Dr. Joseph Pater receives Canadian Cancer Society Lifetime Contribution Prize

Dr. Joseph Pater, Professor Emeritus at Queen’s University, is the recipient of the inaugural Canadian Cancer Society Lifetime Contribution Prize. Image via Queen’s University.

Joseph Pater, Professor Emeritus at Queen’s University, is the recipient of the Canadian Cancer Society Lifetime Contribution Prize, a new honour from the Canadian Cancer Society (CCS).

The award recognizes an esteemed Canadian investigator whose contributions, vision, and leadership have enhanced the Canadian cancer research landscape to significantly benefit the lives of people with cancer, according to a release from Queen’s University.

“Dr. Pater created the most impactful cancer clinical research program in Canada, in terms of generating research results that directly led to benefits for patients with cancer,” said Janet Dancey, Director, Canadian Cancer Trials Group. “He is one of the most important individuals in Canadian cancer research, having built a collaborative network that has defined new standards of practice, improved patient outcomes, and that is recognized globally as a centre for excellence.”

For over 45 years, Dr. Pater has been devoted to advancing clinical trial research aimed at improving the lives of cancer patients and to educating, training, and mentoring the next generation of students, fellows, and young investigators, the university said. Under his guidance, the Canadian Cancer Trials Group (CCTG) at Queen’s University has become one of the most well-respected cancer clinical trials networks in the world, producing results that have accelerated the development of new treatments and established new standards of care worldwide.

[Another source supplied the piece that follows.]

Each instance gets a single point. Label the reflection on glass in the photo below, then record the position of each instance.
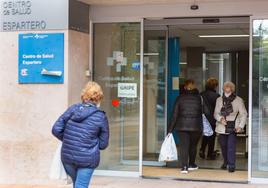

“I am thrilled and humbled to be named the first recipient of the Canadian Cancer Society’s Lifetime Contribution Prize,” shared Dr. Pater. “I am pleased that the selection committee has recognized my very collaborative contribution to establishing a network of Canadian research leadership who support the vital endeavour of finding the best treatments to reduce cancer morbidity and mortality, which is CCTG’s ongoing mission.”

Sometimes called the “father” of cancer clinical trials research in Canada, Dr. Pater completed his medical training and accepted appointments in the Department of Medicine and, later, Oncology at Queen’s during a time when medical oncology was still in its infancy. In the early 1970s, Canadian oncologists began running cancer clinical trials with the support of the National Cancer Institute of Canada’s (NCIC) Epidemiology Unit, according to the release. In 1980, NCIC established a formal collaborative research network, the NCIC Clinical Trials Group (now CCTG) and Dr. Pater was appointed as the inaugural Director.

Over the next 27 years, his leadership transformed the CCTG from a small national program at Queen’s to the largest collaborative cancer clinical trials network in Canada, Queen’s said. The team became the first Canadian research network with a developmental drug program, allowing them to lead new investigational drug trials that directly led to new cancer drug approvals worldwide.

Dr. Pater has played an active role in the development, execution, and analysis of over 500 multi-centre Canadian and international cancer trials involving more than 85,000 patients around the world. The university said his 240 publications span the areas of hematology, oncology, statistical methods, cost effectiveness, and quality of life, and have been cited over 24,000 times for their insights on new drug and therapy development and patient-centered outcome measures.

As a Queen’s professor and mentor, Dr. Pater also acted as head of the Department of Community Health and Epidemiology, taught clinical trials courses to dozens of cohorts of students, and supervised numerous graduate students and fellows, many of whom have become emerging leaders in their own right.

After retiring from the CCTG, Dr. Pater served a three-year term as Vice-President of Clinical and Translational Research at Cancer Care Ontario, during which time he helped develop a new research chairs program and facilitated planning for provincial investments in cancer research. He has sat on numerous research advisory boards and selection committees in Ontario, Canada, and around the globe.

“We’re pleased to introduce the Lifetime Contribution Prize this year, which provide an opportunity to honour extraordinary Canadian researchers in a new way,” said Stuart Edmonds, Executive Vice-President, Research & Advocacy, Canadian Cancer Society. “The work of Dr. Pater has had, and will continue to have, a tremendous impact on cancer research in Canada and on the lives of people affected by cancer.”

For his countless accomplishments, Dr. Pater has received multiple awards and accolades, including the Canadian Cancer Society’s Award of Excellence in Medicine and Health (2001), National Cancer Institute of Canada’s Diamond Jubilee Award (2007) and the Canadian Cancer Research Alliance’s Award for Outstanding Achievements in Cancer Research (2015).